As the old saying goes, we have good news and bad news. The good news is that we're already half way through summer. The bad news is that the revenue of a mobile application, game or any other product often drops during the hot months, which has a perfectly reasonable explanation.
In this article, we'll talk about such a phenomenon as seasonality in the values of key project indicators, discuss how to find it and use it for your own good.
WHAT IS SEASONALITY?
Any recurrent fluctuation of the time series is usually called seasonality. Supposedly, you have data on product sales for each day for three years. Our experience in application analytics shows that seasonality is likely to exist in your time series, i.e. you may note some cyclicity in the behavior of the indicators.

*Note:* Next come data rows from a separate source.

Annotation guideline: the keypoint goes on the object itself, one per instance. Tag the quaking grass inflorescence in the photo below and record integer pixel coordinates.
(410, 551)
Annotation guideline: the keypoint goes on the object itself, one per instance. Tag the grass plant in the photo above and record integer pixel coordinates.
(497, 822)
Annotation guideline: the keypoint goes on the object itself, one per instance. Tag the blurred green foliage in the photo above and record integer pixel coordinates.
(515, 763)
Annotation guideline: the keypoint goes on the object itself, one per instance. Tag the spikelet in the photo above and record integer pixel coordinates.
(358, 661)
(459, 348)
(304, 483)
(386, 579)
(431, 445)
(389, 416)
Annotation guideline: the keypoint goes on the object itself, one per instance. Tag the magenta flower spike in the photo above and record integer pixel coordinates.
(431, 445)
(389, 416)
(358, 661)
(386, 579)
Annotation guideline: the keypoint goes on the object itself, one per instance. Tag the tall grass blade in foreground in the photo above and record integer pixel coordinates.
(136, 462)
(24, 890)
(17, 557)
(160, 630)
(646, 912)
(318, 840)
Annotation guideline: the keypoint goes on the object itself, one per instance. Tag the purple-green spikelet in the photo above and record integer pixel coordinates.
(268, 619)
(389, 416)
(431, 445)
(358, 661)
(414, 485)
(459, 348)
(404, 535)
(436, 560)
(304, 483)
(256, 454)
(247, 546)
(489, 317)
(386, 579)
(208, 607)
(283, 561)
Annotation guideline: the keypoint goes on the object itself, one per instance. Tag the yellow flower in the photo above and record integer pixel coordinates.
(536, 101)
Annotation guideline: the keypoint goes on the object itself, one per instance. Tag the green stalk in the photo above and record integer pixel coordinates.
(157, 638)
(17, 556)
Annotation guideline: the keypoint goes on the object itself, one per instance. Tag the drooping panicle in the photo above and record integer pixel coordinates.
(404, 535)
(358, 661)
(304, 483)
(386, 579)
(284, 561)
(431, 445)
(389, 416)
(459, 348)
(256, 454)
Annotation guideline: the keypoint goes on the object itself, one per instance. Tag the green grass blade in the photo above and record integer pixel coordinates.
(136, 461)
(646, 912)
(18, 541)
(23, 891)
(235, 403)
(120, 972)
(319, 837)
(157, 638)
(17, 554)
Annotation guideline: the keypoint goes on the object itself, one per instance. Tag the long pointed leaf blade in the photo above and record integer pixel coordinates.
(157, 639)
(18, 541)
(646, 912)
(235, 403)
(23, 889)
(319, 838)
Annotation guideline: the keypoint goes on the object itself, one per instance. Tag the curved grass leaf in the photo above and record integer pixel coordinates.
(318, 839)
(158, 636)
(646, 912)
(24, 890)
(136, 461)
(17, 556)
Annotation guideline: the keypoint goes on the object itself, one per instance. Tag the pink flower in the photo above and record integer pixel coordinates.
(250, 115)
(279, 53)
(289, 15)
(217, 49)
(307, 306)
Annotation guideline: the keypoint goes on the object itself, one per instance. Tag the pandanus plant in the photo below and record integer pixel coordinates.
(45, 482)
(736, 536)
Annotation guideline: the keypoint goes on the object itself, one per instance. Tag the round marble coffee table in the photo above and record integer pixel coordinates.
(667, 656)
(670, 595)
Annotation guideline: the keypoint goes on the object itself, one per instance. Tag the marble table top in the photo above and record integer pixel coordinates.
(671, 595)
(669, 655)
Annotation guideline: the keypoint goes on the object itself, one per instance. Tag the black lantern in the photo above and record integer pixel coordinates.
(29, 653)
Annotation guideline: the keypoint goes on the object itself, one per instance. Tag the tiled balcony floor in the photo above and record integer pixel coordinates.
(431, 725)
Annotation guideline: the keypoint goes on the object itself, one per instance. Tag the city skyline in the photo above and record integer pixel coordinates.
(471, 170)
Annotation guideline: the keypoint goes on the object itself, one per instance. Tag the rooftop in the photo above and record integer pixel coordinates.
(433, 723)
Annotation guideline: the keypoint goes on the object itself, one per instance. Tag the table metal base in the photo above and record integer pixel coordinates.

Most often, seasonality is the most pronounced by the days of the week and by the months. Let's take a look at each of them separately.
Weekly seasonality consists of growths or falls that correspond to different days of the week. It can be explained quite logically: there are weekdays, and there are weekends. From weekdays, it is possible to allocate Monday (usually with a minus sign) - a day of calmness after a noisy weekend, and Friday (usually with a plus sign) - a day when you can afford a little bit more than usual. On the weekend, unlike weekdays, the online graph behaves differently (because you can play from the very morning instead of going to school or work), as well as the other metrics (for example, ARPDAU - the average revenue per daily active user).
Here are some examples:
in many games, the audience on weekends is more active than on weekdays;
on the other hand, the revenue indicators are averagely higher on weekdays with a peak on Friday (which is why Friday is an excellent day for promotional campaigns);
especially interesting is the fact that the retention of users registered on Friday is slightly higher on average than that of users registered on other days. Probably, this can be explained purely psychologically: by installing application on Friday, you increase your chance to open it the next day as it's a day off.
By the way, the last example shows an important thought. Seasonality applies not only to quantitative product metrics (audience or gross), but also to qualitative indicators (retention, ARPU). That is, users even behave differently on different days.
Monthly seasonality. If you aggregate the indicators by month (from DAU to MAU, and from ARPDAU to ARPU), you may also notice some seasonal changes:
as we said above, in many products hot months are on the contrary the "coldest" in terms of the number of the audience, its interest, and revenue from it;
but cold months, on the contrary, attract more users (when it's cold outside, you may spend time at home playing games);
especially seasonality is expressed in December - this is usually a month of general upswing: both in terms of the audience and the money received from it.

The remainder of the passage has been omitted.